Et du mauvais esprit, ce Cerveau à Sornettes en regorge : Roger Price, qui écrivit pour Bob Hope entre autres, s’attaque avec plaisir… à un peu tout, en fait, pour autant qu’il s’agisse d’une quelconque forme de volontarisme, à commencer par les Cromagnons, puisque « ces sauvages primitifs avaient déjà commencé à développer une société non-évitiste contre-nature ; par leurs coutumes, ils posèrent les fondations qui aboutirent aux systèmes sociaux de l’époque actuelle », et de partir dans un délire tout à fait absurde sur l’invention de la roue, avec laquelle « l’homme entamait sa lutte désastreuse contre la mécanique, qui culminera avec des réalisations technologiques comme la mitraillette Thompson et l’autorisation de fumer aux balcons des théâtres ».

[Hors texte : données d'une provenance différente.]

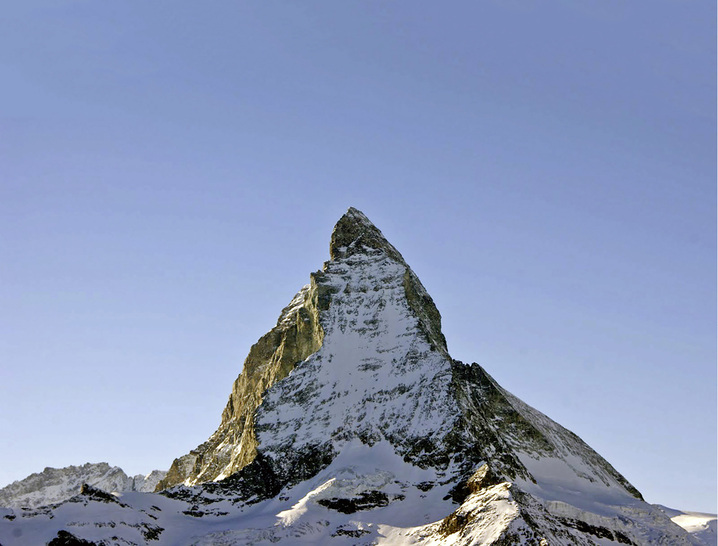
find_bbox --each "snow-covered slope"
[656,504,718,546]
[0,463,166,508]
[0,209,699,546]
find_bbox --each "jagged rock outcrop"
[0,209,699,546]
[0,463,166,508]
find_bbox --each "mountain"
[0,463,167,508]
[0,208,701,546]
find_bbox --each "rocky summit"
[0,208,702,546]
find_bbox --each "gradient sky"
[0,0,716,512]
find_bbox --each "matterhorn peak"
[329,207,404,263]
[0,208,700,546]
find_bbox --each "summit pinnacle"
[0,208,700,546]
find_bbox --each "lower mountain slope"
[0,209,700,546]
[0,463,166,508]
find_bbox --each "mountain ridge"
[0,208,700,546]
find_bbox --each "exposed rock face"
[157,277,326,490]
[0,463,166,508]
[0,209,698,546]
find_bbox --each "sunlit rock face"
[0,208,700,546]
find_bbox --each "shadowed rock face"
[0,209,697,546]
[156,208,448,491]
[157,281,323,491]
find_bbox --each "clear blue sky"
[0,0,716,511]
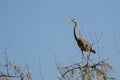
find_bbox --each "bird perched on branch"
[67,19,96,57]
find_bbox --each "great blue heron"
[68,19,96,57]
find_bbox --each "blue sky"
[0,0,120,80]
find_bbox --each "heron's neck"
[74,22,77,40]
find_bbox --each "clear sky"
[0,0,120,80]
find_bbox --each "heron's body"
[68,19,96,55]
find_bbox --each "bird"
[67,18,96,58]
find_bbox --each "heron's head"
[67,18,78,23]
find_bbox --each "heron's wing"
[78,38,95,53]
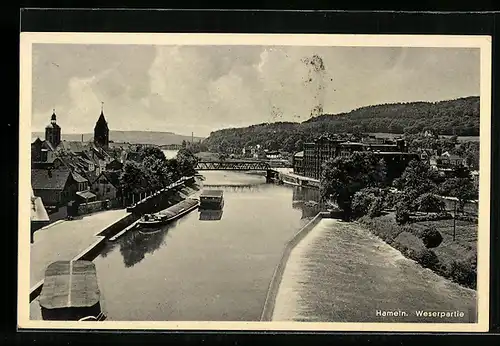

On l’aura compris aux extraits cités ci-dessus, on s’amuse bien en lisant Le Cerveau à Sornettes, du moins si on a l’esprit réceptif aux phrases finissant de façon incongrue et aux dessins d’un schématisme sidérant destinés à illustrer les propos de l’auteur ; on retiendra entre autres la « Figure 9. Système nerveux féminin », destiné à « influencer le cerveau masculin » et représenté sous forme d’une pin-up allongée et vêtue d’une jupe et de chaussures à talon haut… Il est vrai qu’un autre schéma (la « Figure 7. Vue en coupe d’une tête d’homme ordinaire ») montre quant à lui une zone 4 nommée « Marilyn Monroe » : « cette partie jouit d’une position prédominante dans le cerveau, puisqu’elle occupe 92% de son volume total, ce qui rompt l’harmonie de l’ensemble », ce dont on aurait pu se douter, mais merci à Roger Price de l’avoir souligné.
A côté de cet humour un peu potache, on trouve aussi dans les chapitres 4 et 5 une charge totale contre la psychanalyse, « cette méthode qui vise à traiter les névroses bénignes consiste à laisser le patient parler de lui-même jusqu’au moment où il s’ennuiera tellement qu’il en oubliera ce qui n’allait pas chez lui au départ » ; suivent des exemples d’analyse plutôt plaisants et montrant le peu de foi que Price accorde à cette « méthode ».
Arrive ensuite le chapitre 6, central, qui s’attaque au nœud du problème : l’évitisme, « une philosophie nouvelle et optimiste conçue pour sauver l’homme moderne de lui-même. Le principe de l’Évitisme est simple : un Évitiste évite les choses, tout simplement ».
Il les évite car le non-évitement conduit à l’implication, source de tous les problèmes de l’homme.
Descartes disait : « Je pense, donc je suis ».
L’Évitiste dit : « J’veux pas, donc j’march’rai pas ».
Suivent des développements expliquant en long et en large cette philosophie, ses avantages et ses nuances, avec force digressions souriantes, et l’une ou l’autre charge emplie de mauvaise foi, en particulier contre l’art moderne (« Beaucoup de gens ne comprennent rien à l’art moderne. Quand ils regardent un tableau, ils veulent y voir représenté quelque chose, comme une vache, un coucher de soleil ou un réfrigérateur. Or, pour comprendre une œuvre d’art moderne, vous devez saisir la signification psychologique cachée au plus profond de l’image ». Et Price de proposer l’analyse d’un tableau ressemblant un peu à du Picasso…).
Tout cela est plaisant, et on adhérerait volontiers à l’évitisme prôné par Price, n’était que l’humour dont il fait preuve semble aujourd’hui un peu daté. En ce sens, la lecture de ce livre peut s’apparenter au visionnage de certains films de Jerry Lewis, Le Zinzin d’Hollywood ou Docteur Jerry and Mister Love par exemple : on rigole volontiers, on décrypte assez aisément la cible visée par tel ou tel trait humoristique, mais on a le sentiment que cet humour est un peu dépassé, voire a mal vieilli. Idem pour l’essai humoristique de Price qui semble trop « de son époque », au contraire de certains romans contenant de l’humour. En bref, c’est plaisant à lire, mais on n’en retient pas grand-chose et il n’est pas sûr qu’on y reviendra de sitôt.